Solved – How to deal with failing the proportional odds assumption in ordinal logistic regression

assumptionslogisticodds-ratioordered-logitregression

I am attempting to do ordinal logistic regression but I keep failing to pass the proportional odds assumption. Almost all of my features are shown to have high significance, but the only model that I can fit that passes the Chi-Squared test for proportional odds is rather trivial.
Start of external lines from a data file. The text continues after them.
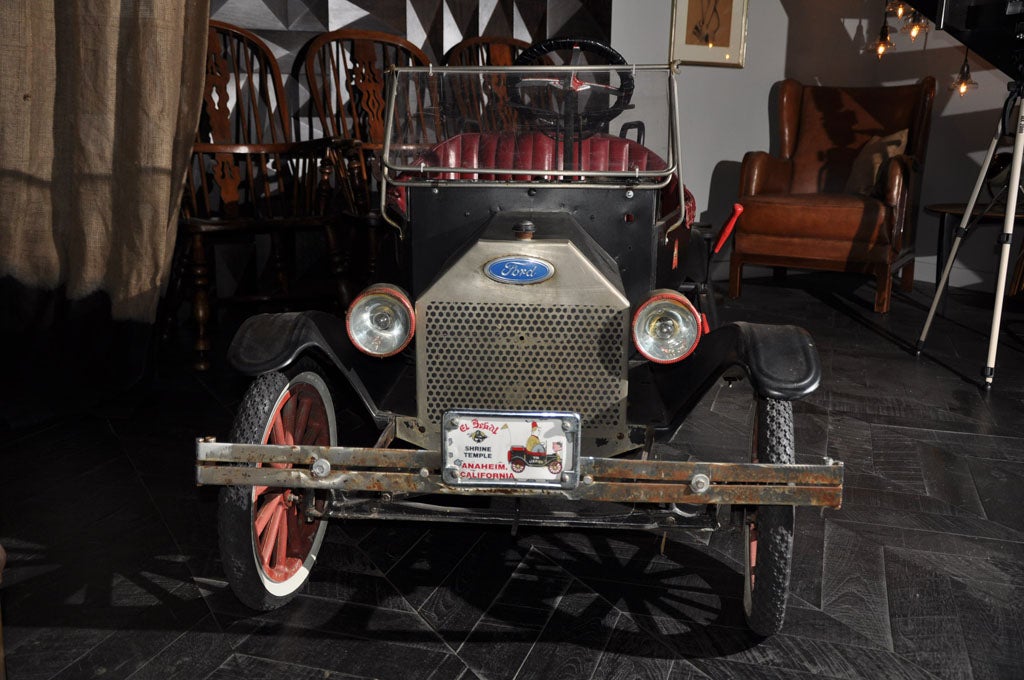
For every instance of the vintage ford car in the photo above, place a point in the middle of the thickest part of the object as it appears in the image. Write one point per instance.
(537, 351)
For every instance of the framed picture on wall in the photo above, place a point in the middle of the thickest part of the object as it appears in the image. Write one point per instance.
(709, 32)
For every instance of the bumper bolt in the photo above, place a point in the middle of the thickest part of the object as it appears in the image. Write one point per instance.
(699, 483)
(321, 468)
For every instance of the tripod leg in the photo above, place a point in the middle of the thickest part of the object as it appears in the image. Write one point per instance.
(960, 231)
(1006, 240)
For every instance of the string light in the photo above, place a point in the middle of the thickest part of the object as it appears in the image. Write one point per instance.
(914, 25)
(885, 41)
(964, 81)
(896, 8)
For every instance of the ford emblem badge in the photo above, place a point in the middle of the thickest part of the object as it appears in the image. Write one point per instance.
(519, 270)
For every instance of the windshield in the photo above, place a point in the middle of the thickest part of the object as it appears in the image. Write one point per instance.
(528, 123)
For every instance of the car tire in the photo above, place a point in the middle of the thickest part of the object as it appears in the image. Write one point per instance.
(768, 529)
(267, 547)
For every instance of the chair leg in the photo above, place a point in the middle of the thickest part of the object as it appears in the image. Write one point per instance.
(906, 278)
(883, 294)
(201, 303)
(735, 277)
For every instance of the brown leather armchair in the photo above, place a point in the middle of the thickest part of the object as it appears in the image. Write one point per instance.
(842, 196)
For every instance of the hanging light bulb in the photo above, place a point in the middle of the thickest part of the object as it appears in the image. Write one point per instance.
(896, 8)
(964, 81)
(914, 25)
(885, 41)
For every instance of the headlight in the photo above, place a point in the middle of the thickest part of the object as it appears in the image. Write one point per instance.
(381, 321)
(667, 327)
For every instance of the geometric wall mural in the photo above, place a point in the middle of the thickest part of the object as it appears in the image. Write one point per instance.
(433, 26)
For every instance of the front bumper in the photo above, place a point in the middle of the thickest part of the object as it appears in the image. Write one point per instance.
(396, 472)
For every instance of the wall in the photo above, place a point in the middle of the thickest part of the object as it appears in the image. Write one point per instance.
(725, 111)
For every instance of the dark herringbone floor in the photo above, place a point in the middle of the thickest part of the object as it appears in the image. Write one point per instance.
(114, 570)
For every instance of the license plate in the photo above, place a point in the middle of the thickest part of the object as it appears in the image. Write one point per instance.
(502, 449)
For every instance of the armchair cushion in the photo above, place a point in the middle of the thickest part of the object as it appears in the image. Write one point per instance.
(816, 217)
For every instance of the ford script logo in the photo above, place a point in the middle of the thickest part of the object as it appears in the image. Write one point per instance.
(519, 270)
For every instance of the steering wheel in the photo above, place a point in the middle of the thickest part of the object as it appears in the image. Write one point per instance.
(566, 103)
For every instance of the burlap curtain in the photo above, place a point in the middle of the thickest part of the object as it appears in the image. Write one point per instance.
(98, 104)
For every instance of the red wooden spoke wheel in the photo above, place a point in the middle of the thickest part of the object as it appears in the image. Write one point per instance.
(283, 538)
(266, 544)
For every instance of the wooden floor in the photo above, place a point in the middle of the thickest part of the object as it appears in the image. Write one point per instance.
(114, 569)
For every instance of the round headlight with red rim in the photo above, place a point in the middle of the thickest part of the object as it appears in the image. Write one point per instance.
(667, 327)
(381, 321)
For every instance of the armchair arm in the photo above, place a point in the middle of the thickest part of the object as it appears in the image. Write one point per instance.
(762, 173)
(893, 187)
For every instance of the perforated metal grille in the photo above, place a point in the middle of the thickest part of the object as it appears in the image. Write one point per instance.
(525, 357)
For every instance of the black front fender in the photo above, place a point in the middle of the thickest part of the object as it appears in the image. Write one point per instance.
(270, 342)
(781, 362)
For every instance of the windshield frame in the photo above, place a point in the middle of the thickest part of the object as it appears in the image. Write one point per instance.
(402, 175)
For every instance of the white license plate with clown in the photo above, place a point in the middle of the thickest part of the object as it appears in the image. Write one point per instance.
(501, 449)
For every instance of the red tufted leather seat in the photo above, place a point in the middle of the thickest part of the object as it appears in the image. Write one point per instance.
(534, 151)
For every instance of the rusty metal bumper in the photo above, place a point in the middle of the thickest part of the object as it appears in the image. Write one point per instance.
(417, 471)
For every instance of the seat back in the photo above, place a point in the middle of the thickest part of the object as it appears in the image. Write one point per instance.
(534, 151)
(822, 129)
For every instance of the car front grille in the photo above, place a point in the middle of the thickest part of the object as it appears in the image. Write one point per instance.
(522, 356)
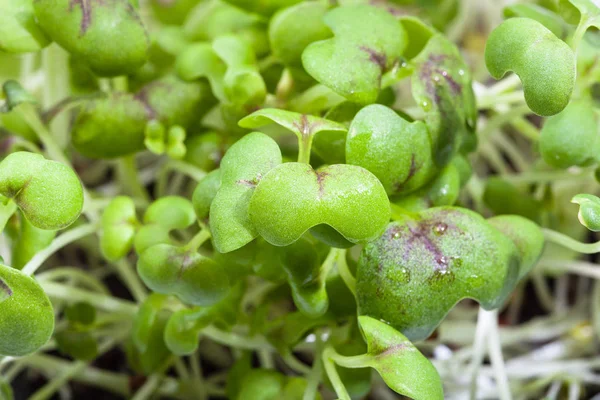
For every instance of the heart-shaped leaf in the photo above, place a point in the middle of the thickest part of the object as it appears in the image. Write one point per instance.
(403, 368)
(118, 224)
(589, 211)
(293, 198)
(294, 28)
(365, 53)
(195, 279)
(527, 237)
(570, 138)
(442, 86)
(422, 266)
(47, 192)
(544, 63)
(397, 152)
(19, 33)
(94, 32)
(242, 168)
(23, 328)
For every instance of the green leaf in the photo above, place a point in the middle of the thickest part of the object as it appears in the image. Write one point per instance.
(19, 32)
(293, 197)
(365, 53)
(20, 336)
(118, 223)
(442, 86)
(204, 194)
(540, 14)
(193, 278)
(48, 193)
(261, 384)
(397, 152)
(29, 241)
(294, 28)
(242, 168)
(502, 197)
(527, 237)
(422, 266)
(15, 94)
(544, 63)
(570, 138)
(162, 216)
(94, 32)
(403, 368)
(265, 7)
(589, 211)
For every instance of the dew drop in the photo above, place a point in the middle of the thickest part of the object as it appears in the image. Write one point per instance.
(476, 281)
(440, 228)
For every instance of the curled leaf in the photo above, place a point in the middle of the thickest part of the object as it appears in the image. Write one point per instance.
(20, 335)
(571, 137)
(293, 198)
(94, 31)
(48, 193)
(544, 63)
(403, 368)
(423, 265)
(589, 211)
(365, 53)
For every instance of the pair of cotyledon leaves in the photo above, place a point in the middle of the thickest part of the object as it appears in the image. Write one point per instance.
(164, 266)
(531, 46)
(90, 30)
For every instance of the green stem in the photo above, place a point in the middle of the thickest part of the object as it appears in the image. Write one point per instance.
(148, 388)
(496, 358)
(334, 377)
(304, 147)
(315, 375)
(57, 244)
(72, 295)
(570, 243)
(131, 280)
(110, 381)
(55, 384)
(56, 87)
(234, 340)
(344, 271)
(78, 275)
(579, 33)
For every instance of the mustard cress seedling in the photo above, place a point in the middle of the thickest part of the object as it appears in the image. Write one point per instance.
(299, 200)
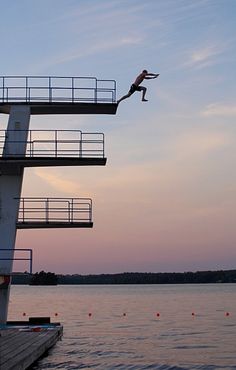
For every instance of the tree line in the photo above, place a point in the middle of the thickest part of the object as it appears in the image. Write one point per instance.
(199, 277)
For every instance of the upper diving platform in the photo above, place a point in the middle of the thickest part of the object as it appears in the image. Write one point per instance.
(58, 95)
(44, 213)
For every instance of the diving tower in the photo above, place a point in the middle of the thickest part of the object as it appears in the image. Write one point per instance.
(20, 147)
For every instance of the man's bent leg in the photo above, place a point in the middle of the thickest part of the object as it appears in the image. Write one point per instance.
(144, 90)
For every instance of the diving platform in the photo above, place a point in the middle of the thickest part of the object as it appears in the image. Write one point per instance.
(47, 213)
(58, 95)
(44, 148)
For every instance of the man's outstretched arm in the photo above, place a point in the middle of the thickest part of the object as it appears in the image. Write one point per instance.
(150, 76)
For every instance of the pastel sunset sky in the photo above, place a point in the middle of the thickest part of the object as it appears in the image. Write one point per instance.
(166, 200)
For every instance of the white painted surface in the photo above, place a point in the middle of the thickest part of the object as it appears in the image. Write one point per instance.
(10, 190)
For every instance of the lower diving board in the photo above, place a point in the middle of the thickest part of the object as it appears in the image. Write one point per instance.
(22, 345)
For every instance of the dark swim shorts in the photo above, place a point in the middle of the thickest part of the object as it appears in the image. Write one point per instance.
(134, 88)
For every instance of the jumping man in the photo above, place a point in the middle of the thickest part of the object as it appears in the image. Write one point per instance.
(136, 85)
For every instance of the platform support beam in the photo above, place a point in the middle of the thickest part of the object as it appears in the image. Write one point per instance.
(10, 192)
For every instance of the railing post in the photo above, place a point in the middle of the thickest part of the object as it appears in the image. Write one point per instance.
(23, 209)
(47, 210)
(31, 261)
(50, 89)
(26, 89)
(72, 210)
(72, 85)
(96, 91)
(56, 138)
(3, 88)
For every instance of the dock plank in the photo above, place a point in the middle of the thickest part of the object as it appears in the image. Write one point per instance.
(20, 349)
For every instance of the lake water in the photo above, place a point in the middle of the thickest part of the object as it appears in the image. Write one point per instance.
(135, 327)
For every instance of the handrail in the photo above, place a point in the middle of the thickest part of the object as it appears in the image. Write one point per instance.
(51, 89)
(46, 210)
(30, 258)
(54, 143)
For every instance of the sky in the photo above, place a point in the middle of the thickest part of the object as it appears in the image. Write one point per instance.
(166, 200)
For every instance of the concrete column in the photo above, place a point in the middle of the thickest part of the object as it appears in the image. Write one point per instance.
(10, 190)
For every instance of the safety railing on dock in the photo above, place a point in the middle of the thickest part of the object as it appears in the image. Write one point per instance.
(32, 89)
(56, 210)
(54, 143)
(25, 255)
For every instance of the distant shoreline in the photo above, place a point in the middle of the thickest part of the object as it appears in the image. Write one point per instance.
(136, 278)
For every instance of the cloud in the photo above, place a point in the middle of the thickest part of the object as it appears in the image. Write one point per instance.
(203, 57)
(57, 183)
(218, 109)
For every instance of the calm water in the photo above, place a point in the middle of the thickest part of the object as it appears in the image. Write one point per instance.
(124, 331)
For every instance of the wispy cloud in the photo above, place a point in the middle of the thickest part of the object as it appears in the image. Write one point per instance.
(218, 109)
(204, 57)
(57, 183)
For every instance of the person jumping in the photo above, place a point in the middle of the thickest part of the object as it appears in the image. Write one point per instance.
(136, 85)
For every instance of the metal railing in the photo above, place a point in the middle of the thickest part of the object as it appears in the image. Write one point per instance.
(46, 210)
(7, 258)
(54, 143)
(33, 89)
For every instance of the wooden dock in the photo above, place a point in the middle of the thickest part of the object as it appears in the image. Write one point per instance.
(21, 346)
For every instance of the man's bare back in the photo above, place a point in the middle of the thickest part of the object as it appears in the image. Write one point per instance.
(136, 85)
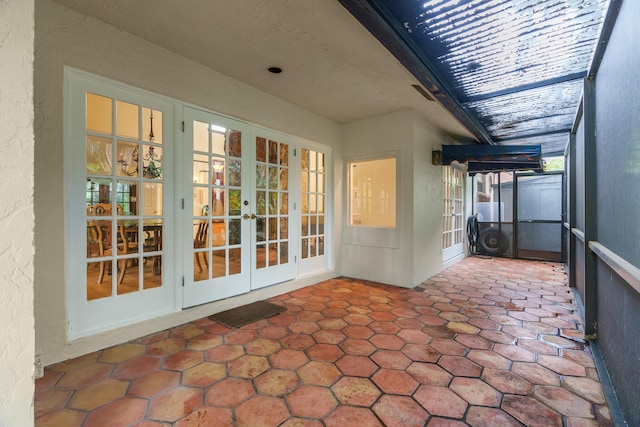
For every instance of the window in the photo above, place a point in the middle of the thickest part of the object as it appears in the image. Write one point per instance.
(373, 193)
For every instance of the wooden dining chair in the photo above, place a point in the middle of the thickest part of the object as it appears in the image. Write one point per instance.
(102, 230)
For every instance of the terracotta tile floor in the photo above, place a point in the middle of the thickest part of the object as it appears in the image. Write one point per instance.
(488, 342)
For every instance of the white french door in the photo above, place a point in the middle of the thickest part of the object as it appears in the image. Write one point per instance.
(452, 212)
(119, 181)
(236, 230)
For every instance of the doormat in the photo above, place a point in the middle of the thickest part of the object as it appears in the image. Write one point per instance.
(240, 316)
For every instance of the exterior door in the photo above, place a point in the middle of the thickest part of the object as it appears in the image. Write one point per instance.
(272, 246)
(237, 227)
(539, 228)
(216, 222)
(119, 179)
(453, 212)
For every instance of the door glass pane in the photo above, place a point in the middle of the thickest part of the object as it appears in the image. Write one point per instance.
(99, 155)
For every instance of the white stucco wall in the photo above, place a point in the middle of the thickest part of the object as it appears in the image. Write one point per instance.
(16, 213)
(410, 253)
(427, 202)
(64, 37)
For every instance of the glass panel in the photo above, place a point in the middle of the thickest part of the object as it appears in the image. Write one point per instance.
(127, 120)
(200, 169)
(261, 176)
(200, 136)
(261, 149)
(273, 254)
(273, 203)
(261, 202)
(201, 234)
(99, 193)
(261, 258)
(200, 266)
(218, 142)
(284, 154)
(152, 272)
(218, 233)
(312, 203)
(152, 198)
(235, 232)
(152, 162)
(234, 202)
(99, 114)
(273, 178)
(131, 241)
(152, 233)
(200, 201)
(234, 173)
(127, 197)
(97, 290)
(284, 179)
(99, 155)
(284, 228)
(235, 261)
(151, 125)
(217, 202)
(260, 232)
(219, 263)
(235, 143)
(273, 152)
(284, 203)
(312, 225)
(131, 279)
(273, 228)
(128, 158)
(217, 164)
(312, 247)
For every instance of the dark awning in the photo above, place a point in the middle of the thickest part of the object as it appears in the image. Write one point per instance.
(494, 158)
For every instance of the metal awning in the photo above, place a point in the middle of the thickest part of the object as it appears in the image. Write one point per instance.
(494, 158)
(511, 71)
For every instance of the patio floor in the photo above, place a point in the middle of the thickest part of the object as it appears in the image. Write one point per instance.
(487, 342)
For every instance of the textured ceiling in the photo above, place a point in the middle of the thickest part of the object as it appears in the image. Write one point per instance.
(332, 65)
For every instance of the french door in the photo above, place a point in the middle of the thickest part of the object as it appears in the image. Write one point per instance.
(236, 229)
(119, 179)
(452, 212)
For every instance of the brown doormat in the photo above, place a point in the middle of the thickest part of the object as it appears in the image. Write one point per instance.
(240, 316)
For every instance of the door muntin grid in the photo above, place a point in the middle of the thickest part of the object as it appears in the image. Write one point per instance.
(124, 196)
(217, 201)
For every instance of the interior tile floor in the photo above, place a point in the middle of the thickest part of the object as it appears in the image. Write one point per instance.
(487, 342)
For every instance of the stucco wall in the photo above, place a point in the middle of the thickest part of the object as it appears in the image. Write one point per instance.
(408, 254)
(64, 37)
(16, 213)
(427, 203)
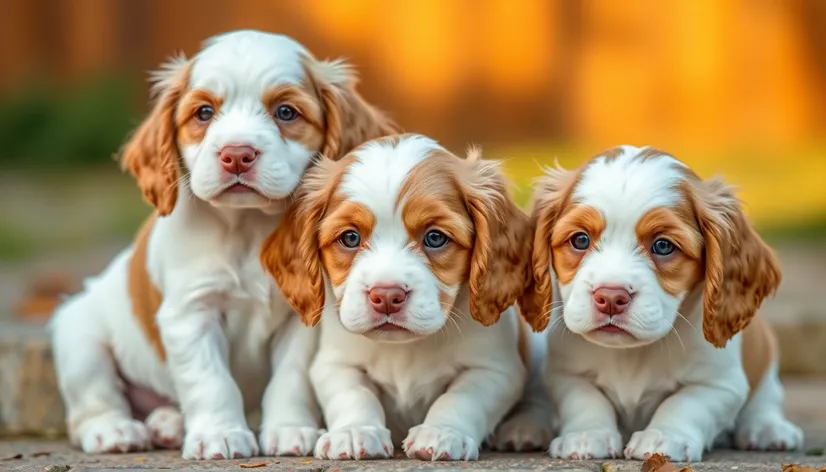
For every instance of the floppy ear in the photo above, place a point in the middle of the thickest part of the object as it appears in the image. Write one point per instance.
(553, 191)
(151, 154)
(349, 119)
(740, 269)
(291, 253)
(499, 263)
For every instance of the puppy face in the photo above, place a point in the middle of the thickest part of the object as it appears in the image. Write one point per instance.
(238, 123)
(630, 235)
(400, 228)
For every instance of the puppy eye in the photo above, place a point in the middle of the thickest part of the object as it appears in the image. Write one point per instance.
(663, 247)
(350, 239)
(205, 113)
(580, 241)
(286, 113)
(435, 239)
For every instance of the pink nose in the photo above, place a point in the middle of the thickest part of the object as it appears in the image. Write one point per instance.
(238, 159)
(611, 301)
(387, 300)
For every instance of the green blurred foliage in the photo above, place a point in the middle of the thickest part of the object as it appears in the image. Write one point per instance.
(44, 127)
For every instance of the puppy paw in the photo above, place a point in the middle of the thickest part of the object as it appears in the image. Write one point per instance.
(166, 427)
(604, 443)
(225, 443)
(768, 433)
(361, 442)
(522, 432)
(675, 446)
(439, 443)
(288, 440)
(113, 434)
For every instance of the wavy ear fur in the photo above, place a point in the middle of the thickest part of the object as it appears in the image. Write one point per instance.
(151, 155)
(291, 254)
(349, 119)
(740, 269)
(553, 192)
(500, 261)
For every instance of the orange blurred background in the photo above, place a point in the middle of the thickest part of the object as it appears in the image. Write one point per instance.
(736, 87)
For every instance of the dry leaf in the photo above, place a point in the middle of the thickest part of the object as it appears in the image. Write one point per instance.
(659, 463)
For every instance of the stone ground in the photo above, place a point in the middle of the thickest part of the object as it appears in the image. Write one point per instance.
(806, 405)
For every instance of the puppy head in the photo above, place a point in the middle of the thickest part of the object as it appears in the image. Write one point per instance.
(238, 123)
(629, 235)
(401, 227)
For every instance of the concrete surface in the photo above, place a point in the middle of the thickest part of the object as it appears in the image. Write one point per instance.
(805, 400)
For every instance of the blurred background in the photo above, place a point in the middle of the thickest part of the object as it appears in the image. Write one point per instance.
(734, 88)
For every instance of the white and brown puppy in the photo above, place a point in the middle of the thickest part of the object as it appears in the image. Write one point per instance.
(657, 272)
(408, 255)
(186, 315)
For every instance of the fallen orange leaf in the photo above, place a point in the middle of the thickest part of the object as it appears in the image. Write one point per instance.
(253, 465)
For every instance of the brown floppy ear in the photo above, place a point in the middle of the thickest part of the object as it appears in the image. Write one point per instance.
(348, 119)
(499, 263)
(291, 253)
(552, 194)
(151, 154)
(740, 269)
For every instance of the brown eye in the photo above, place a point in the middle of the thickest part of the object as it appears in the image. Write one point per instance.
(286, 113)
(205, 113)
(580, 241)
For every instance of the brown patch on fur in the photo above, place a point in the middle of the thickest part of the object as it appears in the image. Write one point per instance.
(740, 269)
(342, 216)
(552, 200)
(574, 219)
(291, 254)
(759, 351)
(190, 129)
(680, 271)
(308, 128)
(146, 298)
(348, 119)
(151, 155)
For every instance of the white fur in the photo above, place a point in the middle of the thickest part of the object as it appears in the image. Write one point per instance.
(229, 335)
(669, 391)
(438, 392)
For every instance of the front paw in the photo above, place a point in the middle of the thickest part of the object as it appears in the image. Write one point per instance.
(288, 440)
(677, 447)
(525, 431)
(768, 433)
(603, 443)
(230, 443)
(439, 443)
(360, 442)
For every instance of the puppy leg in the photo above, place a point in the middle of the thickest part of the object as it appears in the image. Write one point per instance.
(762, 424)
(528, 426)
(460, 418)
(98, 414)
(588, 422)
(198, 362)
(352, 410)
(291, 419)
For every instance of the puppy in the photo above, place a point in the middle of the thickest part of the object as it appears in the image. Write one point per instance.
(186, 314)
(408, 255)
(657, 273)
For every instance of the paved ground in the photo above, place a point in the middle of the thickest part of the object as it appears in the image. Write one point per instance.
(806, 405)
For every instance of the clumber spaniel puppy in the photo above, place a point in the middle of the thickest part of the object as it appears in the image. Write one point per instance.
(656, 273)
(186, 315)
(408, 256)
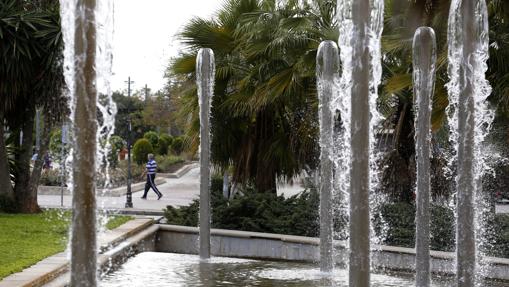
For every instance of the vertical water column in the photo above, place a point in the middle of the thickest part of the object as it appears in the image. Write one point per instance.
(469, 121)
(327, 73)
(83, 236)
(360, 28)
(424, 59)
(205, 72)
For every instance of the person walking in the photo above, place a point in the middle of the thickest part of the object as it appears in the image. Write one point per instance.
(150, 170)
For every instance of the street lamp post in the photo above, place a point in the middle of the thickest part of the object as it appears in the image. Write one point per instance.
(129, 195)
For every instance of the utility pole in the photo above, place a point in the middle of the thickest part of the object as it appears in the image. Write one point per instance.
(129, 195)
(146, 93)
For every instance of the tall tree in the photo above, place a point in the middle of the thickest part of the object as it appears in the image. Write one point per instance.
(31, 74)
(264, 111)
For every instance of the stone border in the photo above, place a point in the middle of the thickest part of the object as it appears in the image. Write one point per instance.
(179, 173)
(54, 266)
(142, 235)
(255, 245)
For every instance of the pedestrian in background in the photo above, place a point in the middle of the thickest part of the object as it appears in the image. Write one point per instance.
(150, 170)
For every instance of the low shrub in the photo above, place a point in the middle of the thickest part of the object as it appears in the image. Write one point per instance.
(397, 221)
(141, 149)
(177, 146)
(152, 137)
(164, 143)
(259, 212)
(168, 164)
(50, 177)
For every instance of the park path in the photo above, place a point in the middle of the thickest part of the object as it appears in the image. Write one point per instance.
(176, 192)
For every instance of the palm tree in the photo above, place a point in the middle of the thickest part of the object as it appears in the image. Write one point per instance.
(265, 107)
(32, 76)
(401, 20)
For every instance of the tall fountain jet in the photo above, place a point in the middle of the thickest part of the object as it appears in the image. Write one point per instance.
(424, 60)
(327, 75)
(84, 114)
(205, 73)
(469, 121)
(360, 29)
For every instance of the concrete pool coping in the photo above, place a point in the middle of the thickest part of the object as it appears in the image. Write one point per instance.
(51, 267)
(142, 234)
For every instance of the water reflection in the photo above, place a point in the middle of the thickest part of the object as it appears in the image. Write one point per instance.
(152, 269)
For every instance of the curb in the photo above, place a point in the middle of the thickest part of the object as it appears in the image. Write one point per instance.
(54, 266)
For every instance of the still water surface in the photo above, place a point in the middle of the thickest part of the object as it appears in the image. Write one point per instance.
(151, 269)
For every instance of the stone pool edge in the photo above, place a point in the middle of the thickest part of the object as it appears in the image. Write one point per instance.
(144, 235)
(46, 270)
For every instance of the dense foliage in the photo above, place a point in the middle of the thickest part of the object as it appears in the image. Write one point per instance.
(31, 77)
(264, 109)
(141, 149)
(254, 211)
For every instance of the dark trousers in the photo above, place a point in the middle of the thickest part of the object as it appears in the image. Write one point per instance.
(151, 184)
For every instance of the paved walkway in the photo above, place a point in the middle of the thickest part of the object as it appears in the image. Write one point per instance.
(176, 192)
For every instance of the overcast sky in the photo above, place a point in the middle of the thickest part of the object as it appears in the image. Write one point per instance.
(144, 41)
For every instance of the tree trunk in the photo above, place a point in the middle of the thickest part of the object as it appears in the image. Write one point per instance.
(5, 180)
(26, 202)
(36, 171)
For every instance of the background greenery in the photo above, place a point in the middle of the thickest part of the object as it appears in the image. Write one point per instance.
(28, 238)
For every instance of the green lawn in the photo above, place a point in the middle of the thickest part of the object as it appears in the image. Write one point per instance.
(28, 238)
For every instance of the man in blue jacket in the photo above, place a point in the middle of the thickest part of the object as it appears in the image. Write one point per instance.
(150, 170)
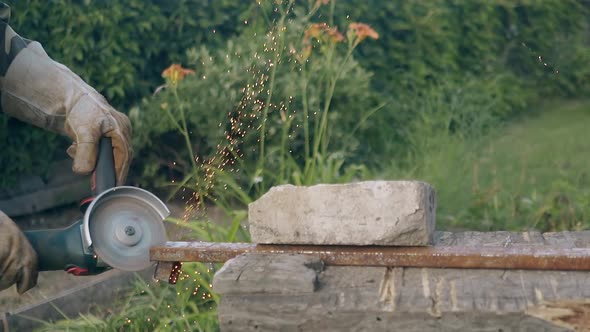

What is the typical way of rectifying this? Is it like linear regression where I can add more interactions or higher order terms to rectify this? If so, how do I go about finding (visually) the ideal adjustments to make to my model? (Like I could plot the residuals against a predictor in linear regression to determine where linearity fails. Is there an equivalent for ORL?)

Best Answer

It's true, in general, that "calibration" tests will behave differently under a different set of regression adjustments. A lot of statisticians will begin and end fishing expeditions by choosing the magic set of adjustments that leads to a clean pass for model based assumptions. But adjustments also change the scientific question, and shouldn't be chosen on the basis of meeting "calibration" requirements. The proportional odds test is just such a goodness of fit test. Here, I mean calibration as some quasi-counterpart to goodness of fit where significance means rejection of model based assumptions. Of course, in large sample sizes almost all calibration tests fail not because the model is invalid but because the test is overpowered and a 0.05 significance level is arbitrary and unuseful.

With a larger number of adjustments in the model, the proportional odds model tends toward a saturated model where each stratum specific probability is close or identical to the fitted values. This is a problem when the data structure is sparse.

One way around the issue of non-proportional odds is to just fit the log-linear model. This is the most general form of analysis of categorical data. With this you can summarize any number of summaries: the multinomial model, or odds ratios predicting a response for a cumulatively higher response for each reference category.